Tristísima noticia. La casa situada en la esquina nororiental de la calle 54 con carrera Séptima, hasta hace poco ocupada por la panadería Pan Fino y hoy vacía, ya ha iniciado su tránsito hacia una demolición. Sobra imaginarse el esperpento que pretenden levantar sobre las ruinas del que hoy es uno de los pocos rastros aún existentes del vecindario de antaño. Al mirar la fotografía de la casona contrastada con el render del reemplazo proyectado, un montón de indignados protestamos. ¿Por qué seguimos repitiéndonos en el error? ¿No hay nadie interesado en frenar semejantes infamias? ¿No se trataba, pues, de un inmueble consagrado por decreto a la conservación?
Los señalamientos, con distintos destinatarios, surgieron de múltiples flancos.
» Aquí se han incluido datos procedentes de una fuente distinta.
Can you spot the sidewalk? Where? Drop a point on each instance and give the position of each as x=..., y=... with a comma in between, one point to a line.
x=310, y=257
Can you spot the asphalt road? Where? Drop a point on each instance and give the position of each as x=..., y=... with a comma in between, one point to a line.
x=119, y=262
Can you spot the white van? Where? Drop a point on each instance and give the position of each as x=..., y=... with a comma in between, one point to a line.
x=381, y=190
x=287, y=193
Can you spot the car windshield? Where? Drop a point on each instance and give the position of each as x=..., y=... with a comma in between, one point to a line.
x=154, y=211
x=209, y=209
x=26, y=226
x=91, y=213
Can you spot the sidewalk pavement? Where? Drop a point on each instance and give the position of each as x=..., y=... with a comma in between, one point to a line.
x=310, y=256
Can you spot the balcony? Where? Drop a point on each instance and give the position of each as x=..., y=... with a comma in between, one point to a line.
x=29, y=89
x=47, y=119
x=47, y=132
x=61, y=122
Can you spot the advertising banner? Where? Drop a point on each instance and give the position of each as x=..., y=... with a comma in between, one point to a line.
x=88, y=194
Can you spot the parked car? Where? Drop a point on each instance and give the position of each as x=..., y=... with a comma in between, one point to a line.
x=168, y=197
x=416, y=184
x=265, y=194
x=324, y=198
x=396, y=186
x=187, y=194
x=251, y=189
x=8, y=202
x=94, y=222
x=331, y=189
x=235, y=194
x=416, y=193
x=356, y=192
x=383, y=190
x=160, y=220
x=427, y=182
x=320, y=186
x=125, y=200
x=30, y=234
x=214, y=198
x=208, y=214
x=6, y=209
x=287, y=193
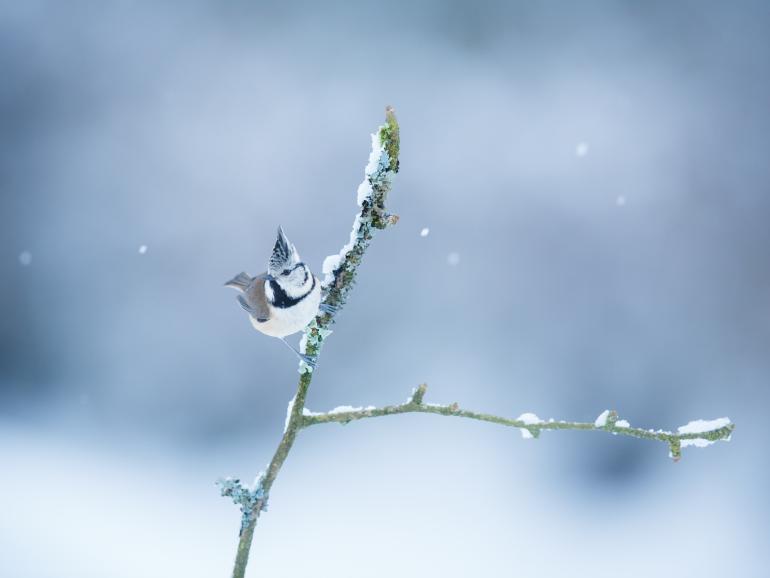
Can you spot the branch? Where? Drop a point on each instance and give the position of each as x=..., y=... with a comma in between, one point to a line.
x=340, y=272
x=698, y=433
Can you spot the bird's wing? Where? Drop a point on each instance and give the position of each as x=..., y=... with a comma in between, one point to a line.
x=254, y=297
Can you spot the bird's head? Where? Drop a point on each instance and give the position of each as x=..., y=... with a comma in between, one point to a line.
x=286, y=267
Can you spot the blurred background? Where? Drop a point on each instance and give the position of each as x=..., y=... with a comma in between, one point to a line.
x=594, y=182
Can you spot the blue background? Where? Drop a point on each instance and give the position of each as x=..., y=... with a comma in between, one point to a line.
x=634, y=276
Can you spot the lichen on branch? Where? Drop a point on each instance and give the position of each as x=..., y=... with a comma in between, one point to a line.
x=699, y=433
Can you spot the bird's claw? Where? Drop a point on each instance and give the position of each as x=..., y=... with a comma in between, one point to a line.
x=328, y=309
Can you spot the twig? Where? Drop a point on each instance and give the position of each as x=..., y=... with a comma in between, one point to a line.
x=340, y=271
x=530, y=425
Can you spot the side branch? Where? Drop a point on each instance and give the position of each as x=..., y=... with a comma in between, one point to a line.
x=698, y=433
x=340, y=272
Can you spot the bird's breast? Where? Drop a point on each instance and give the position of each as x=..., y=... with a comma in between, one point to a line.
x=284, y=321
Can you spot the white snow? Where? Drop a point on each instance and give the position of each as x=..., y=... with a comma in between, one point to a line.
x=331, y=263
x=702, y=425
x=344, y=409
x=529, y=419
x=601, y=421
x=697, y=442
x=288, y=413
x=364, y=192
x=375, y=156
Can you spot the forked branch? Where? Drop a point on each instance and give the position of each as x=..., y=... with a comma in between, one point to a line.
x=340, y=272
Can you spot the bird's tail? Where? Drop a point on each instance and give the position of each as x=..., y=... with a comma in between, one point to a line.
x=240, y=282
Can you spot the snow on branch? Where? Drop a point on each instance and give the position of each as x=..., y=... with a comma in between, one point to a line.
x=340, y=272
x=340, y=269
x=339, y=275
x=697, y=433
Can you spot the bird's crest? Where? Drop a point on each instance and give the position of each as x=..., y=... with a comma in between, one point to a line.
x=284, y=253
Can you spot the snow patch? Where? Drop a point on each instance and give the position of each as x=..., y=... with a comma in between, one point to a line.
x=696, y=442
x=601, y=421
x=288, y=414
x=529, y=419
x=344, y=409
x=703, y=425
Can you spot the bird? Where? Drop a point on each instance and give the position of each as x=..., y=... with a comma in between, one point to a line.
x=283, y=299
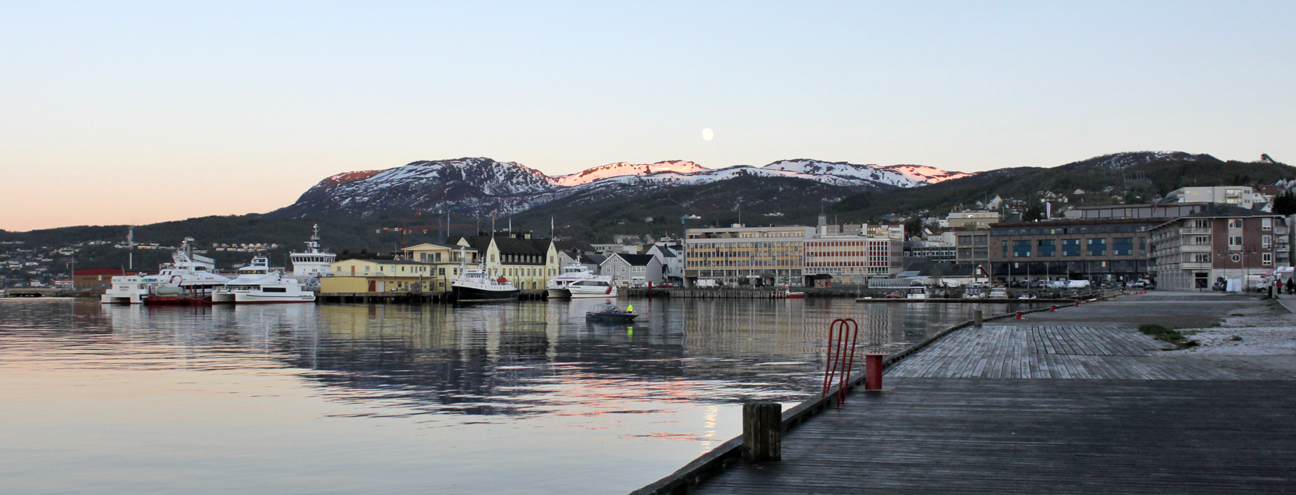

Unos apuntaban a las curadurías urbanas. Otros al Instituto Distrital de Patrimonio Cultural, cuando no a la alcaldía. Llovieron imágenes de propiedades condenadas al mismo futuro. Entre estas la de la casa donde por años operó el restaurante Pozzetto, obra de Vicente Nasi. También una bien conocida por los vecinos de El Nogal, antes sede de La Fragata y hoy “llamada al derribo”, tal como lo atestigua la placa firmada por Ruth Cubillos Salamanca, de la curaduría 1. Para comenzar una precisión: muchos de los bienes considerados dignos de preservación por la oficialidad obtuvieron esa declaratoria hace casi veinte años, mediante el decreto 606 de 2001. Una buena cantidad, entre estos el que motiva estas líneas, terminó excluida de la selección. Si bien la lista ha aumentado, aún hay un sinnúmero de edificaciones desvalidas.
El Instituto Distrital de Patrimonio Cultural sólo puede, pues, pronunciarse en relación con aquellos inmuebles cubiertos por dicha declaratoria. Impedidos de reaccionar, el asunto salta a las curadurías, entes que si bien se rigen por planes de ordenamiento inamovibles, poco interés parecen desplegar en ‘curar’, aunque sí muchísimo en favorecer a urbanizadores con evidente mal gusto. Si alguna culpa puede endilgarse entonces al mencionado IDPC —y de varias administraciones atrás— tal vez esa sea la de no haber promovido una actualización del inventario de edificaciones blindadas. Pero eso ya no se hizo y ahora sólo nos resta pronunciarnos y orar. Ninguno de los dolientes, que se sepa, cuenta con el dinero para asumir la ‘custodia’ de predio y hacerlo nuestro.
La casa, sobra mencionarlo, tiene un propietario, cuando no varios. En muchas ocasiones esta condición de ‘bien de interés cultural’ se convierte en una férula que impide a los dueños comerciar con lo que les pertenece. Los auxilios a quienes caen en esa ‘lotería patrimonial’ resultan, claramente, insuficientes. De ahí que muchos —no es este el caso— decidan dejar que estas viviendas colosales se derrumben solas para alegar amenaza de ruina y así demoler sin perjuicio. O para, también ocurre, solicitar que una determinada propiedad salga al fin de esa categoría, según algunos más ignominiosa que honrosa. Como sea, difícil discutir los enormes vacíos en materia de protección al patrimonio, evidentes en circunstancias como esta. Pero más lamentable todavía saber que el destino de dicho patrimonio se mantiene a expensas de los caprichos de la voracidad disfrazada de urbanismo. Que sea esta una oportunidad de convocar a la ciudadanía y a los organismos competentes —o incompetentes, si es el caso— para buscar la manera de construir entre todos una nueva ruta de bienes patrimoniales que acaso contribuya en algo a no seguir pisoteando nuestra dignidad.